„Der letzte Briefwechsel ist schon fast archivreif“

Bei der Recherche in dem Nachlass des Pfarrers Wolfgang Scherffig fiel mir in einer Akte mit Korrespondenz ein Begriff ins Auge, der in den Arbeitsalltag eines Archivars gehört, den ich aber nicht in einem Briefwechsel zweier Pfarrer vermutet hätte. Scherffig schreibt am 09.10.1957 an seinen Amtskollegen Pfarrer Lassek in Baruth/Mark in Brandenburg in der DDR:

Die Monate rollen uns unter den Händen fort und nach einiger Zeit stellen wir fest, dass der letzte Briefwechsel schon fast archivreif ist.

Ich finde es wirklich erstaunlich, dass Scherffig hier diesen Fachbegriff verwendet. Eine Umschreibung wie „unser letzter Briefwechsel liegt schon länger zurück“ wäre doch naheliegender gewesen? Wir können Pfarrer Scherffig heute nicht mehr fragen, aber immerhin könnte man ihm eine gewisse Weitsicht attestieren, denn – nicht nur – dieser Schriftwechsel Scherffigs wurde archivreif und ist auch archivwürdig und daher heute Bestandteil des Nachlasses 7NL 038 (Zitate aus Nr. 10).

Das vorhergehende Schreiben Lasseks vom 11. Januar 1956, von Scherffig am 27.01. beantwortet, ist ein interessantes Zeitdokument und berichtet von der Flucht eines Amtskollegen Lasseks „in den Westen“:

Infolge der plötzlichen Flucht des 2. Pastors von Baruth, der just drei Tage vor dem Fest den Ort verlassen und mir alle Arbeit vor die Füße gelegt hat, bin ich in dem heillosen Durcheinander selbst ein wenig durcheinander gekommen. Stellen Sie sich einnmal vor, einen Tag vor Heil.
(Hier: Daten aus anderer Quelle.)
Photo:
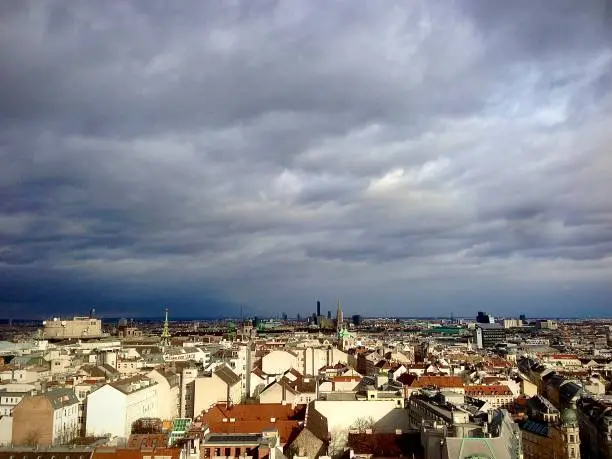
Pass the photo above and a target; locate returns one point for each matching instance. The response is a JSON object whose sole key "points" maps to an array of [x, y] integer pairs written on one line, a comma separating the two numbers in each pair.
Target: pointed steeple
{"points": [[165, 337]]}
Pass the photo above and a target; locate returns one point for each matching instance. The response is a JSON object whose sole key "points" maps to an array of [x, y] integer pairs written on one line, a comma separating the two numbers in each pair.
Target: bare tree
{"points": [[362, 424]]}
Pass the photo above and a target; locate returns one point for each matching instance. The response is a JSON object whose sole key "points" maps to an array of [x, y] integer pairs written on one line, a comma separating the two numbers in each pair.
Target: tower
{"points": [[570, 433], [339, 317], [165, 338]]}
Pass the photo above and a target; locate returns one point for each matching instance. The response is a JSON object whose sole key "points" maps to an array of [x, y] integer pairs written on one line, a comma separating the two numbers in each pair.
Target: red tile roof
{"points": [[437, 381], [563, 356], [287, 430], [255, 412], [140, 441], [125, 453], [498, 389]]}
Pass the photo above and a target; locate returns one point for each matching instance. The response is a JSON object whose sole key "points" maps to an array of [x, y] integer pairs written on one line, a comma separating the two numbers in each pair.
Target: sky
{"points": [[412, 158]]}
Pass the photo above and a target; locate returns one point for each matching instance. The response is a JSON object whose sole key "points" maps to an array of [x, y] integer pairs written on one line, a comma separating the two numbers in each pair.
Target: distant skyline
{"points": [[412, 158]]}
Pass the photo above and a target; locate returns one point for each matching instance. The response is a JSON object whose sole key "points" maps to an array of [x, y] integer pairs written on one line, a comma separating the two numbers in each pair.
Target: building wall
{"points": [[33, 422], [187, 392], [142, 403], [278, 362], [65, 424], [106, 412], [6, 430], [79, 327], [276, 394], [168, 397], [341, 415], [211, 390]]}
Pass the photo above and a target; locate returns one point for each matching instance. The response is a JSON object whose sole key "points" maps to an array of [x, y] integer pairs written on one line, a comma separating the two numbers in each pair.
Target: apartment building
{"points": [[47, 419], [114, 407]]}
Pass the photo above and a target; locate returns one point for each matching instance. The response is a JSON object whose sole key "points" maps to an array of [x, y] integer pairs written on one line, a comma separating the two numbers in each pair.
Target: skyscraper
{"points": [[339, 316], [165, 337]]}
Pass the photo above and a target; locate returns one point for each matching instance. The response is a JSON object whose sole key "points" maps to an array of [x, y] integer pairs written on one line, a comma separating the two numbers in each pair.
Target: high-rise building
{"points": [[485, 318], [487, 335], [165, 336], [77, 328], [339, 316]]}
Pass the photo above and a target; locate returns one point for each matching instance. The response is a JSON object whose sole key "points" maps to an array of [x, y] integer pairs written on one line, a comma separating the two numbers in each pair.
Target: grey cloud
{"points": [[262, 151]]}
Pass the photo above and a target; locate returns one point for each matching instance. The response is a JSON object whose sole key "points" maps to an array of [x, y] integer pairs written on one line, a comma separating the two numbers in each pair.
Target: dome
{"points": [[569, 416]]}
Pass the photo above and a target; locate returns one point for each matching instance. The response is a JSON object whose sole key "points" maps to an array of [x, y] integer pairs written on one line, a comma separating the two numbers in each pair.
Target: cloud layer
{"points": [[412, 158]]}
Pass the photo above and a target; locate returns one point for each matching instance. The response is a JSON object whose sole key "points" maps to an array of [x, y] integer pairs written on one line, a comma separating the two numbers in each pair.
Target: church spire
{"points": [[165, 337]]}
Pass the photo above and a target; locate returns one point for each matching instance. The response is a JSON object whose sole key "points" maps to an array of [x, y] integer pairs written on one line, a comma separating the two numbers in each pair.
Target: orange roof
{"points": [[437, 381], [497, 389], [258, 412], [124, 453], [563, 356], [346, 378], [287, 430], [140, 441]]}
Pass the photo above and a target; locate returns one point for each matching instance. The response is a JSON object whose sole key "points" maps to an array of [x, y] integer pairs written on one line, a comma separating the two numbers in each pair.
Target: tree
{"points": [[362, 424]]}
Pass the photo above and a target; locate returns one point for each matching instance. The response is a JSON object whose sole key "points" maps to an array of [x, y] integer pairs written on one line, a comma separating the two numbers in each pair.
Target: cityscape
{"points": [[325, 385], [306, 229]]}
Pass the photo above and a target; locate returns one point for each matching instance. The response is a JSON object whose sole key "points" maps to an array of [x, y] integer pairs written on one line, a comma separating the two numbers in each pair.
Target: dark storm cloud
{"points": [[271, 152]]}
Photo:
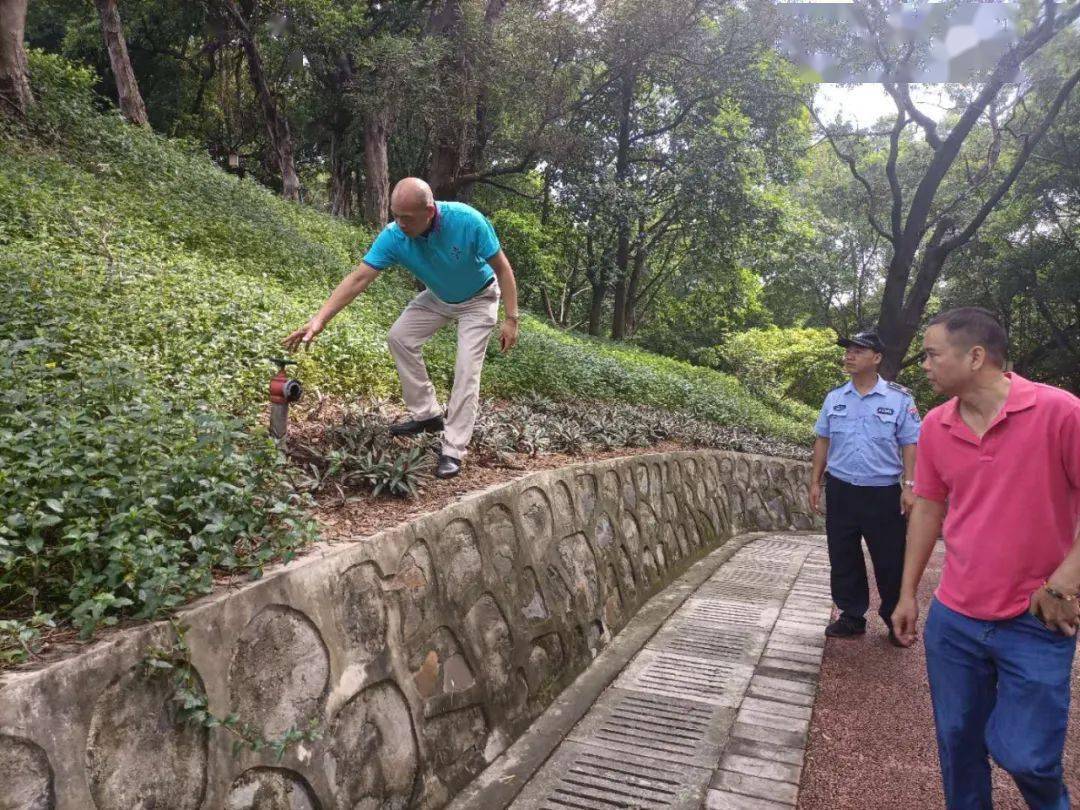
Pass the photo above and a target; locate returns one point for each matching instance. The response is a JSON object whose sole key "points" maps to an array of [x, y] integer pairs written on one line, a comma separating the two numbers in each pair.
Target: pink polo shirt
{"points": [[1013, 496]]}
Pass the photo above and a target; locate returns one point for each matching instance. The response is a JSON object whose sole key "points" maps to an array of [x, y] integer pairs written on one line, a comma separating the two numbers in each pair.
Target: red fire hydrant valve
{"points": [[282, 389]]}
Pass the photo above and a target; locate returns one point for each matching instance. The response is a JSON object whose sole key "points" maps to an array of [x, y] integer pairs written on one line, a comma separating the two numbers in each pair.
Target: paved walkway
{"points": [[872, 738], [716, 696], [710, 707]]}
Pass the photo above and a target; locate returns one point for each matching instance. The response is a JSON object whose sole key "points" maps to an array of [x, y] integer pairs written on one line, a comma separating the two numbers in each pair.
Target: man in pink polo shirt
{"points": [[1003, 454]]}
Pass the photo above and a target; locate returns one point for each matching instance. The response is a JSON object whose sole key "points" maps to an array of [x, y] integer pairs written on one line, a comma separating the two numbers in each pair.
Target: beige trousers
{"points": [[421, 319]]}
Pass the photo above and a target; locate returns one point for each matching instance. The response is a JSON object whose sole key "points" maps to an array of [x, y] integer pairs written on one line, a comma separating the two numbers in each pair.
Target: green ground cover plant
{"points": [[143, 288]]}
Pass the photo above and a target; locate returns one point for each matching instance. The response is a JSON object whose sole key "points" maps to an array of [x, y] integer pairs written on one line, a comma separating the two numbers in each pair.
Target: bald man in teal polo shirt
{"points": [[455, 252]]}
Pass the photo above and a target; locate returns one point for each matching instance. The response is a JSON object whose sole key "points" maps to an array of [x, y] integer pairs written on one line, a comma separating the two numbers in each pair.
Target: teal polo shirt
{"points": [[450, 258]]}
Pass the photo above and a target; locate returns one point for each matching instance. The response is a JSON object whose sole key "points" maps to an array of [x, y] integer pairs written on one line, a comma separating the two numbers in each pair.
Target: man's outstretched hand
{"points": [[508, 337], [305, 335], [904, 619]]}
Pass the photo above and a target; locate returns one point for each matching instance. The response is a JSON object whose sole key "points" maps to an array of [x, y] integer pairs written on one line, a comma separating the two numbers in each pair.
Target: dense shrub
{"points": [[143, 288], [118, 500], [800, 364]]}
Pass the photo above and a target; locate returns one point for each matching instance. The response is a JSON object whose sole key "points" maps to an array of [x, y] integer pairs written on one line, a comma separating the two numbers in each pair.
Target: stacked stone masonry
{"points": [[422, 651]]}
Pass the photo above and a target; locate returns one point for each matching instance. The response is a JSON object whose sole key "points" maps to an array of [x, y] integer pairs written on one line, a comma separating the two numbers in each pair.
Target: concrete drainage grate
{"points": [[702, 640], [713, 682], [657, 727], [717, 613], [594, 780], [656, 736]]}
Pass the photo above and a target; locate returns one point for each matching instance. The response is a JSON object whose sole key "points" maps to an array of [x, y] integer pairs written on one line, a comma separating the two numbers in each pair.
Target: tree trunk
{"points": [[112, 31], [598, 283], [622, 238], [278, 130], [904, 325], [633, 288], [596, 306], [340, 183], [376, 169], [445, 167], [14, 72]]}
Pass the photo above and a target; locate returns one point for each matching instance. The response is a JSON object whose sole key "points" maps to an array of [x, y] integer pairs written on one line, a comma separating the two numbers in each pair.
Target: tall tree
{"points": [[14, 73], [112, 31], [278, 127], [926, 228]]}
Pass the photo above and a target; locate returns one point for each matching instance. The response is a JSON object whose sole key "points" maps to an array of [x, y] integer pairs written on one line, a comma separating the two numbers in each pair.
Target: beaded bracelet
{"points": [[1057, 594]]}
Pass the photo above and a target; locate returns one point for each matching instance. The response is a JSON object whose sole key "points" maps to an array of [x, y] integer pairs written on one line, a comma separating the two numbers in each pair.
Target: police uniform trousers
{"points": [[853, 513]]}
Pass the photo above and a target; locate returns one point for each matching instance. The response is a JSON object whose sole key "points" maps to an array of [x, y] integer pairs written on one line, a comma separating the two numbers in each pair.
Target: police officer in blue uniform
{"points": [[865, 450]]}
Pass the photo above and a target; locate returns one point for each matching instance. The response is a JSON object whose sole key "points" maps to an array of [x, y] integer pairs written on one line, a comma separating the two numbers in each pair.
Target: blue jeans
{"points": [[999, 688]]}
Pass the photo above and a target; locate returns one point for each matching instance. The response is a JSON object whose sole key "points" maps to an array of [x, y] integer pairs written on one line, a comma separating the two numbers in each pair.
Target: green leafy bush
{"points": [[116, 500], [143, 289], [359, 454], [800, 364]]}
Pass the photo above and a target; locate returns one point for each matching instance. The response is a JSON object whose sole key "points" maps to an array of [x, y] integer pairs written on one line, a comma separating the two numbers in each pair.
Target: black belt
{"points": [[484, 286]]}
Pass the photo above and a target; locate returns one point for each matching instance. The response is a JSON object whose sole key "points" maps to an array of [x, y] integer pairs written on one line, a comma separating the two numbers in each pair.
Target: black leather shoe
{"points": [[413, 428], [448, 467], [845, 628]]}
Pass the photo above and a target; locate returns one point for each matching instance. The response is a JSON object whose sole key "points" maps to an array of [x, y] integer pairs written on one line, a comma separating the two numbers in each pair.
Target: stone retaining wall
{"points": [[423, 650]]}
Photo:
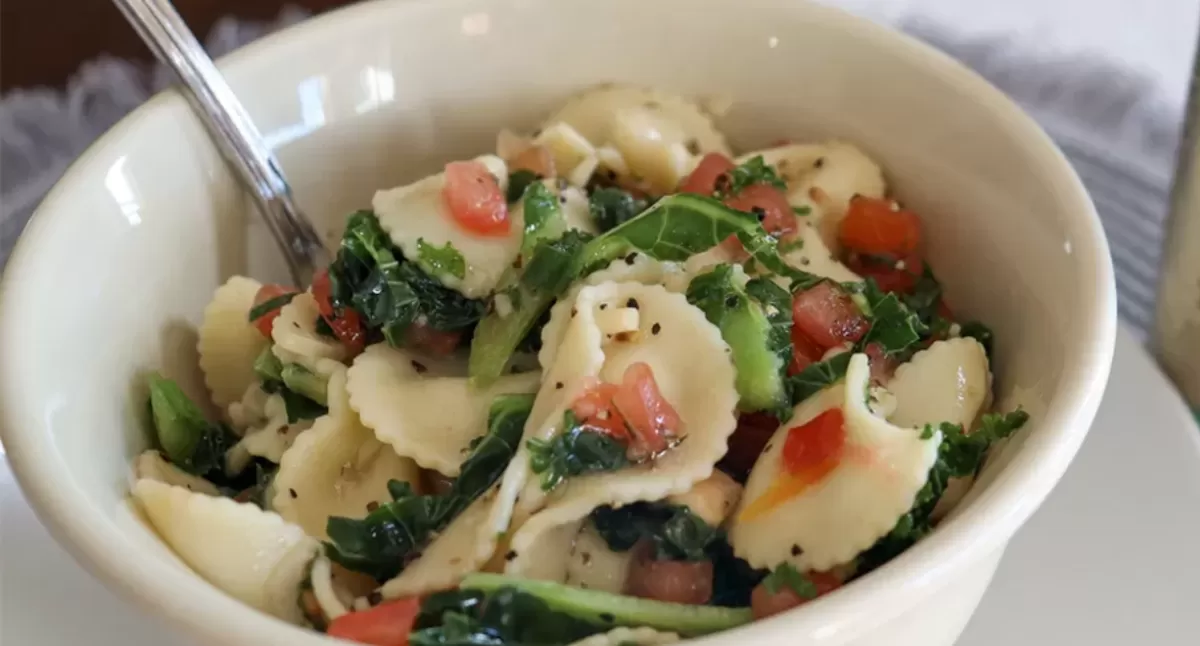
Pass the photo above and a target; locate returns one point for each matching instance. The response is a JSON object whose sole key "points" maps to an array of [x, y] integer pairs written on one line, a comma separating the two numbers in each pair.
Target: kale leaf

Abend wartete ich immer noch auf seine Rückkehr aus Berlin, dahin er angeblich um einiger wichtiger Besorgungen willen mit seiner Frau gereist war. Am Heil. Abend selbst musste ich dann Anordnungen treffen, damit die verwaisten Gemeinden einigermaßen versorgt würden. Am Heil. Abend allein waren 5 Gottesdienste zu halten, zwei davon konnte ich selber halten, zu weiteren zwei sehr abseits abgelegenen Dörfern schickte ich meine beiden Gemeindeschwestern, die ich schnell noch zurüsten konnte für diesen Dienst. Am 1. Feiertag nahm mir Bruder Funke einen Gottesdienst ab, so daß ich wenigstens in Baruth den Hauptgottesdienst am Vormittag halten konnte.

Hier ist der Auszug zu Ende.